There are several options within this service, including newsletter and video content.
Cost: $349 to $499
This is ideal if you would like WP Mayor to promote your own article on their site. They don’t just publish it blind, of course, they will review and approve it first.
Cost: $99 to $149
Currently, WP Mayor issue two newsletters a week, both with advertising opportunities.
They run a giveaway every week and the service includes some social media coverage. There is also an extra available to have a week’s banner ad on the site.
Cost: $99 to $149
This is an affordable way of announcing a new product. WP Mayor tweet once to promote your product. Last time I checked they had 25,000 Twitter followers and were only following 4 in return. The question is how much engagement you get for your money.
CatsWhoCode has been around since 2008. They offer several opportunities for paid content:
CatsWhoCode offer a straightforward giveaway service: send them your article and tell them what you’re giving away, they’ll pick a winner(s) themselves randomly to keep it fair, then you send them the prize. I’ve used this service and, as I mentioned above, I found it a useful way of connecting with potential clients.
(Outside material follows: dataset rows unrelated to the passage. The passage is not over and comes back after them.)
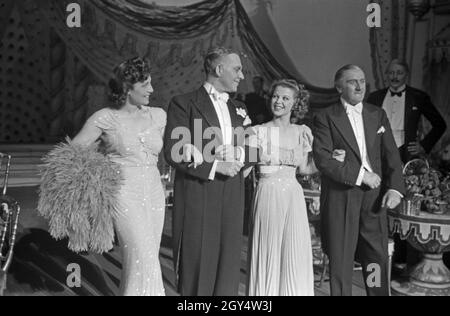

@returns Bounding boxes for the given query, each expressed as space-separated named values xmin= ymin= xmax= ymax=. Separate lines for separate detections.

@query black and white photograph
xmin=0 ymin=0 xmax=450 ymax=298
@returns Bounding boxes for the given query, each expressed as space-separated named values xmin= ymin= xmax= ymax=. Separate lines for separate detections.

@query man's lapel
xmin=192 ymin=87 xmax=220 ymax=128
xmin=333 ymin=103 xmax=361 ymax=159
xmin=227 ymin=98 xmax=242 ymax=127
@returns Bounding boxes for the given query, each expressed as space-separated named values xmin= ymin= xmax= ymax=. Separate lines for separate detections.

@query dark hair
xmin=334 ymin=64 xmax=362 ymax=86
xmin=203 ymin=47 xmax=235 ymax=75
xmin=269 ymin=79 xmax=310 ymax=117
xmin=108 ymin=57 xmax=150 ymax=109
xmin=386 ymin=59 xmax=409 ymax=74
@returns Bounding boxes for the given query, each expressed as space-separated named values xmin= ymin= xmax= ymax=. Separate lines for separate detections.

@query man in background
xmin=367 ymin=59 xmax=447 ymax=163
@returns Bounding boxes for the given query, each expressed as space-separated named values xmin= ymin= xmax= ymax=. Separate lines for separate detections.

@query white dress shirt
xmin=203 ymin=82 xmax=245 ymax=180
xmin=383 ymin=86 xmax=406 ymax=148
xmin=341 ymin=99 xmax=403 ymax=198
xmin=341 ymin=99 xmax=373 ymax=186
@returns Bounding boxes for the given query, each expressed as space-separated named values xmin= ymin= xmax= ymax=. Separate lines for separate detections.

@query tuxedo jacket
xmin=164 ymin=87 xmax=258 ymax=296
xmin=313 ymin=103 xmax=405 ymax=194
xmin=367 ymin=86 xmax=447 ymax=160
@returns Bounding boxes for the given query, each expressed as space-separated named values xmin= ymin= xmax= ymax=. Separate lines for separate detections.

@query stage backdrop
xmin=0 ymin=0 xmax=337 ymax=143
xmin=42 ymin=0 xmax=337 ymax=135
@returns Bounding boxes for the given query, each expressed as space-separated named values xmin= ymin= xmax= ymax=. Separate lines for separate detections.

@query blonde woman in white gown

CWC will review your product and publish the article on their site. I don’t know if you have any kind of editorial control.
Sell with WP
Sell with WP, as you’ve probably gathered from the name, are focused on ecommerce services within WordPress. According to their data, they have approaching 50,000 monthly views on their site.
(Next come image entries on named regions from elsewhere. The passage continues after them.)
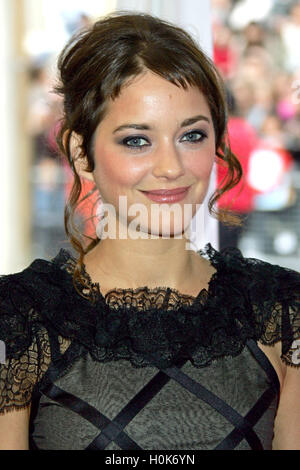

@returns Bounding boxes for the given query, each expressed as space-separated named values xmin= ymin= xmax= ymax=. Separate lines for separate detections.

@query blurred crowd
xmin=28 ymin=0 xmax=300 ymax=254
xmin=212 ymin=0 xmax=300 ymax=254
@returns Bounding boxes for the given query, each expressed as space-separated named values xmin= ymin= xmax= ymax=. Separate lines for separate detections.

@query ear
xmin=70 ymin=132 xmax=95 ymax=183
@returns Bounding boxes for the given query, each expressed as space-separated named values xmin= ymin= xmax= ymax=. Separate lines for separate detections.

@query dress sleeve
xmin=0 ymin=274 xmax=51 ymax=414
xmin=255 ymin=266 xmax=300 ymax=368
You can purchase two levels of review from Sell with WP: Product overview and Detailed review. In both cases, Sell with WP will conduct an unbiased review, although they will consult with you during the drafting of the review if they encounter any bugs during their testing and to ensure that they have covered the main product features.
They augment each review with social media shares and inclusion in their newsletter. The higher level service includes some additional benefits such as keyword targeting and insertion in ‘best of’ posts.
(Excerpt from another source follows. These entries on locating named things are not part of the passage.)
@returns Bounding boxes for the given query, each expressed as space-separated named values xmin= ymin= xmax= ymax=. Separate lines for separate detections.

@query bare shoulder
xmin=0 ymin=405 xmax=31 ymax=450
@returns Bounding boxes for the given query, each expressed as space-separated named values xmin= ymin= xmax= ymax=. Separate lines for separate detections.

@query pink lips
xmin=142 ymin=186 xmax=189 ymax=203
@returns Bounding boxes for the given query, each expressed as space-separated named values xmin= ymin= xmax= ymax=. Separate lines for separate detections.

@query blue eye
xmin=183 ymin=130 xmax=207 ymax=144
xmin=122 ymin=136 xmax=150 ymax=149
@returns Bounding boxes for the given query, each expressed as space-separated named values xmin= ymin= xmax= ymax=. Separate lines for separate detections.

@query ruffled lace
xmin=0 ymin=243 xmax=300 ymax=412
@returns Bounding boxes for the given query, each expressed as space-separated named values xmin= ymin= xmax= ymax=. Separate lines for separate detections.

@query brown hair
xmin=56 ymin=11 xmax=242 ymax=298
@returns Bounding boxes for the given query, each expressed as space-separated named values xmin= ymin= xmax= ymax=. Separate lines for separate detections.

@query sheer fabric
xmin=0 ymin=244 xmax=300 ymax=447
Sell with WP aren’t cheap but have some strong feedback from happy customers on their site.
Product overview: $349
Detailed review: $559
WP News Desk
WP News Desk is an offshoot of WP Mayor and is relatively new. As such, they don’t offer details on traffic. It aggregates news from over 100 sources but also allows you to submit your own content.
There are two levels of sponsored post available in WP News Desk: 1 day sticky and 5 days sticky. You provide the article yourself, which is reviewed and approved by WP News Desk.
1 day sticky: $25
5 day sticky: $50
Engage WP have a monthly readership of around 12000. They’re well-established, having been around since 2014.
Engage WP will review your product objectively and don’t offer the opportunity for any editorial input. Once published, reviews are also included in the weekly newsletter provided you can accompany it with a special offer for Engage WP readers. The review is also sticky for a week.
Ultimately, only you can decide which, if any, of these methods are going to be worth it for you. When deciding, I recommend:
- Looking at other reviews, perhaps for similar products, on the site.
- Checking the site is still active – when was the last post published?
- What kind of other content will your product sit next to, e.g. is the site a good fit for your product?
- How do you feel about the quality of other articles on the site?
- Do they have much repeat business – i.e. do you see sponsored articles about the same company’s products on the site? If people are using the service multiple times, hat’s a good sign that the service was deemed worthwhile.